Os banqueiros e todos os que vivem do rentismo realmente não têm razões de peso para se queixar. A política econômica do ministro bolsonarista Paulo Guedes procurou atender todos os desejos de quem especula com a atividade financeira. A manutenção do teto de gastos serviu para sinalizar sem titubeios que a remuneração do capital continuaria a ser a prioridade número um do tesouro nacional. Nenhum proprietário de títulos do governo ficaria privado de seus sagrados rendimentos pelo uso indevido dos recursos públicos para a cobertura de gastos supérfluos e desnecessários, como esses de matar a fome de miseráveis, proporcionar atendimento médico aos pobres, ou sustentar o funcionamento de escolas públicas. No tocante à satisfação de seus interesses, quase ninguém desse grupo tem objeções a fazer em relação à atuação do comando bolsonarista.
Por sua vez, os donos de igrejas neopentecostais contavam com o empenho do governo bolsonarista no sentido de facilitar seu trabalho com vistas a aprofundar as pautas pseudomoralistas no sistema educacional, erradicar os vestígios das religiões e culturas de origem africana, acentuar nossa dependência ideológica do imperialismo estadunidense e intensificar o apoio à política sionista do Estado de Israel em seu propósito de desapropriar e expulsar o povo palestino de suas terras. Evidentemente, um bônus significativo a acrescentar é o vertiginoso crescimento da arrecadação de contribuições das massas de seguidores dessas igrejas. Como sabemos, eles foram plenamente atendidos em todas suas expectativas.
Quanto aos defensores do imperialismo estadunidense, o governo nazista-bolsonarista cumpriu à risca todas as exigências que lhe foram feitas. Bolsonaro deu seguimento à política de entrega de nossos recursos petrolíferos e desmonte da Petrobrás, manteve a orientação de desindustrialização iniciada na gestão do golpista Michel Temer, trabalhou incansavelmente para inviabilizar todas as instituições de unidade latino-americana que haviam sido criadas ou fortalecidas nos governos do PT (MERCOSUL, UNASUR, CELAC), assim como colocou travas em nossa participação nos BRICS.
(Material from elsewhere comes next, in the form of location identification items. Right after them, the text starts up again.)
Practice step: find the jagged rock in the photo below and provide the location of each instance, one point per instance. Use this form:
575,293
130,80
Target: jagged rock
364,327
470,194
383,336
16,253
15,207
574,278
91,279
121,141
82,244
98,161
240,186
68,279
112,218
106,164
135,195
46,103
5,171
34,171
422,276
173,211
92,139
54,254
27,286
Tudo isso sem levar em conta o absurdo servilismo aos interesses dos Estados Unidos, inclusive em suas criminosas práticas de boicote contra países irmãos. A Venezuela bolivariana foi um alvo constante do governo nazista-bolsonarista. O envolvimento das estruturas governamentais e do bolsonarismo neopentecostal no golpe de Estado na Bolívia é outra evidência de que os imperialistas têm motivos suficientes para se sentirem contentes com a atuação do bolsonarismo no governo.
Em conclusão, podemos afirmar que o governo nazista bolsonarista não foi incompetente na defesa dos interesses daqueles que o apoiaram e o trouxeram para o comando do Estado. O bolsonarismo foi devastador e nefasto para a maioria de nossa gente, o bolsonarismo causou danos que demandarão longos anos para serem sanados, o bolsonarismo eliminou o Brasil do cenário internacional e nos transformou em um país pária. No entanto, Bolsonaro nunca disse que viria para servir às maiorias populares. Para os grupos das classes dominantes que financiaram e sustentaram sua campanha eleitoral e sua atuação no governo, Bolsonaro foi, de fato, um fiel cumpridor de tudo o que dele esperavam.
* Jair de Souza é economista formado pela UFRJ; mestre em linguística também pela UFRJ.